As well as the image offsets between NIS1 and NIS2 recently analysed (cds-soft email 23/May/00 from Bill Thompson) there has long been a suspicion that certain features appear slightly rotated relative to one another in the NIS1/2 image planes.
For the effect to be apparent the solar feature must be small and bright (almost a point source) and then what we see is presumably the point spread function (PSF) of the optics. I have collected a number of examples from post-recovery data using the MgIX and MgIX lines and these all indicate a rotation of NIS2 features by approximately 15-20 ° clockwise relative to NIS1.
Recently, however, a daily synoptic image observed an unusual feature which demonstrated the effect perfectly. The solar feature observed is illustrated below (axes are pixels). Note the change in observed structure between the two wavelength bands.

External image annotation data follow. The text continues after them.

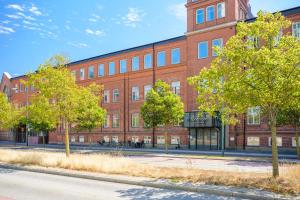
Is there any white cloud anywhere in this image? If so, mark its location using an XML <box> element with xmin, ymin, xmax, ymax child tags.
<box><xmin>67</xmin><ymin>42</ymin><xmax>88</xmax><ymax>48</ymax></box>
<box><xmin>6</xmin><ymin>4</ymin><xmax>24</xmax><ymax>11</ymax></box>
<box><xmin>29</xmin><ymin>4</ymin><xmax>42</xmax><ymax>16</ymax></box>
<box><xmin>168</xmin><ymin>3</ymin><xmax>187</xmax><ymax>21</ymax></box>
<box><xmin>122</xmin><ymin>8</ymin><xmax>146</xmax><ymax>28</ymax></box>
<box><xmin>0</xmin><ymin>25</ymin><xmax>15</xmax><ymax>34</ymax></box>
<box><xmin>85</xmin><ymin>29</ymin><xmax>105</xmax><ymax>36</ymax></box>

One interpretation is that the 'feature' consists of two bright point-like sources (loop footpoints?) and appears to be a single loop-like feature in NIS2 only because the PSFs overlap since the sources have approximately the same position angle as the PSF. On this assumption we have modelled the feature as two point sources (in the same, but appropriately Y offset, location in each band) with relative intensities of 1:0.6 and applied the following PSFs:
NIS1: FWHM(x) = 2.6" FWHM(y) = 11.0" PA = 0 °
NIS2: FWHM(x) = 1.7" FWHM(y) = 7.6" PA = 17 °
The models and related data for each wavelength range are shown below.
NIS2
If these figures represent even approximately the current (post-recovery) PSF of NIS, we may wonder why they are so different from the results obtained by modelling the Mercury coronal transit observations taken last year.

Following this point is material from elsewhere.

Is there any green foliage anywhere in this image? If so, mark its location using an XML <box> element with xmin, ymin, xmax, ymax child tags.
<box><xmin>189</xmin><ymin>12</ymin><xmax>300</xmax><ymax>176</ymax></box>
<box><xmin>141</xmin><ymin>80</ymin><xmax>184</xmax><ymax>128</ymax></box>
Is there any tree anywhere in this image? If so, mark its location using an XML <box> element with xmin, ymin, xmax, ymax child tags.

The Mercury observations were taken in wide-slit mode whereas the synoptic are of course a standard raster with the 2" slit. Optically these datasets can be very different. The spectrograph is designed so that in perfect adjustment the slit is imaged onto the detector (the slit and detector are optical conjugates).

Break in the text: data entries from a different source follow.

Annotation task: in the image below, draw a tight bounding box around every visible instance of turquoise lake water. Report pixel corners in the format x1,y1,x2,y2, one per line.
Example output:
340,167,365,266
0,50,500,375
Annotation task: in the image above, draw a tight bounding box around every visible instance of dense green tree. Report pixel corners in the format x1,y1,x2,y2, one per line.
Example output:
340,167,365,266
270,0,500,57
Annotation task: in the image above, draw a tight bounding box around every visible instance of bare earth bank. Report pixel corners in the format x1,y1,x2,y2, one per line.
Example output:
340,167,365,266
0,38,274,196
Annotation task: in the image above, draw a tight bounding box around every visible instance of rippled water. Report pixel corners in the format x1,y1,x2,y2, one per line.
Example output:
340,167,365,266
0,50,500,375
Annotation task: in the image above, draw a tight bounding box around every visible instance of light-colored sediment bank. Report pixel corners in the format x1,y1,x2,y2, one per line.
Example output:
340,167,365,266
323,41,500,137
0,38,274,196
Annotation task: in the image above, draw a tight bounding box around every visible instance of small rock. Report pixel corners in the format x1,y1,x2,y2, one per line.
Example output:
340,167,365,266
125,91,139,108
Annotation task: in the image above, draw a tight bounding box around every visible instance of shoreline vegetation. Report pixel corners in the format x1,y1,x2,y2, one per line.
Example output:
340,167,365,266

When rastering with the 2" slit, the telescope image is perforce being sampled in the plane of the slit. When the slit is effectively removed (wide slit imaging) the image which appears on the detector is that formed in the image plane which is the optical conjugate of the detector. Since the CDS telescope is astigmatic, the image changes significantly inside and outside of focus. If, therefore, the slit plane is no longer the conjugate of the detector, different imaging characteristics would be expected in narrow and wide slit data. Of course, if the slit is not accurately imaged onto the detector we would also expect distortion of the spectral line profiles relative to the perfect alignment case....
It appears that the recent observations are at least qualitatively consistent with such a scenario.